2024-02-23 05:19:11

by Baolu Lu

[permalink] [raw]
Subject: [PATCH 0/2] iommu: Fix domain check on device release

This is a follow-up to the discussion thread here:

https://lore.kernel.org/linux-iommu/[email protected]/

It fixes a NULL pointer reference in the Intel iommu driver and
strengthens the iommu core to possibly prevent similar failures in other
iommu drivers.

Best regards,
baolu

Lu Baolu (2):
iommu: Add static iommu_ops->release_domain
iommu/vt-d: Fix NULL domain on device release

include/linux/iommu.h | 1 +
drivers/iommu/intel/iommu.c | 26 +-------------------------
drivers/iommu/iommu.c | 12 ++++++++++++
3 files changed, 14 insertions(+), 25 deletions(-)

--
2.34.1



2024-02-23 05:19:21

by Baolu Lu

[permalink] [raw]
Subject: [PATCH 1/2] iommu: Add static iommu_ops->release_domain

The current device_release callback for individual iommu drivers does the
following:

1) Silent IOMMU DMA translation: It detaches any existing domain from the
device and puts it into a blocking state (some drivers might use the
identity state).
2) Resource release: It releases resources allocated during the
device_probe callback and restores the device to its pre-probe state.

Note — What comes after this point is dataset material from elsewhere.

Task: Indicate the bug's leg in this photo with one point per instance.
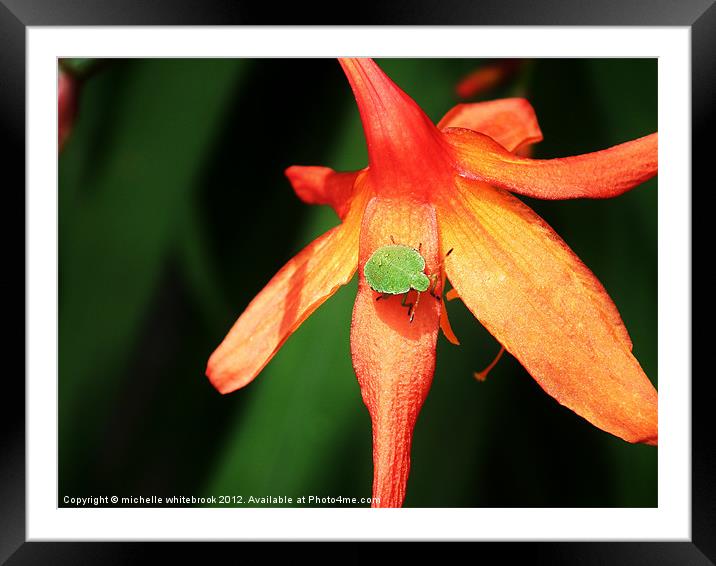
(409, 306)
(415, 306)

Step 1 is challenging for individual iommu drivers because each must check
if a domain is already attached to the device. Additionally, if a deferred
attach never occurred, the device_release should avoid modifying hardware
configuration regardless of the reason for its call.

To simplify this process, introduce a static release_domain within the
iommu_ops structure. It can be either a blocking or identity domain
depending on the iommu hardware. The iommu core will decide whether to
attach this domain before the device_release callback, eliminating the
need for repetitive code in various drivers.

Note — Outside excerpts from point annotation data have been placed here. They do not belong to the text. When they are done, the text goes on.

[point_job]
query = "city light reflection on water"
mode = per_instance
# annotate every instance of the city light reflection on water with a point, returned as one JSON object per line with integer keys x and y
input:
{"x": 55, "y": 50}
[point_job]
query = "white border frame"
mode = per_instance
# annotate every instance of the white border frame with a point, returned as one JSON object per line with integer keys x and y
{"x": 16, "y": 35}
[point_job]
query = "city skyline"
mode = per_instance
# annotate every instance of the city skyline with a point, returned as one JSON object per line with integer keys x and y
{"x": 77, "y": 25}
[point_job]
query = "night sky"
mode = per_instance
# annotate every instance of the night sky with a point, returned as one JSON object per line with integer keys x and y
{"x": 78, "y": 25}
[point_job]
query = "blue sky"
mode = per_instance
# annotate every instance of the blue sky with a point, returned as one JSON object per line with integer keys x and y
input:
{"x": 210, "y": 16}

Consequently, the device_release callback can focus solely on the opposite
operations of device_probe, including releasing all resources allocated
during that callback.

Co-developed-by: Jason Gunthorpe <[email protected]>
Signed-off-by: Jason Gunthorpe <[email protected]>
Signed-off-by: Lu Baolu <[email protected]>
---
include/linux/iommu.h | 1 +
drivers/iommu/iommu.c | 12 ++++++++++++
2 files changed, 13 insertions(+)

diff --git a/include/linux/iommu.h b/include/linux/iommu.h
index de839fd01bb8..e3d9365b0fa9 100644
--- a/include/linux/iommu.h
+++ b/include/linux/iommu.h
@@ -585,6 +585,7 @@ struct iommu_ops {
struct module *owner;
struct iommu_domain *identity_domain;
struct iommu_domain *blocked_domain;
+ struct iommu_domain *release_domain;
struct iommu_domain *default_domain;
};

diff --git a/drivers/iommu/iommu.c b/drivers/iommu/iommu.c
index 210dc7b4c8cf..fb06c3f47320 100644
--- a/drivers/iommu/iommu.c
+++ b/drivers/iommu/iommu.c
@@ -459,6 +459,18 @@ static void iommu_deinit_device(struct device *dev)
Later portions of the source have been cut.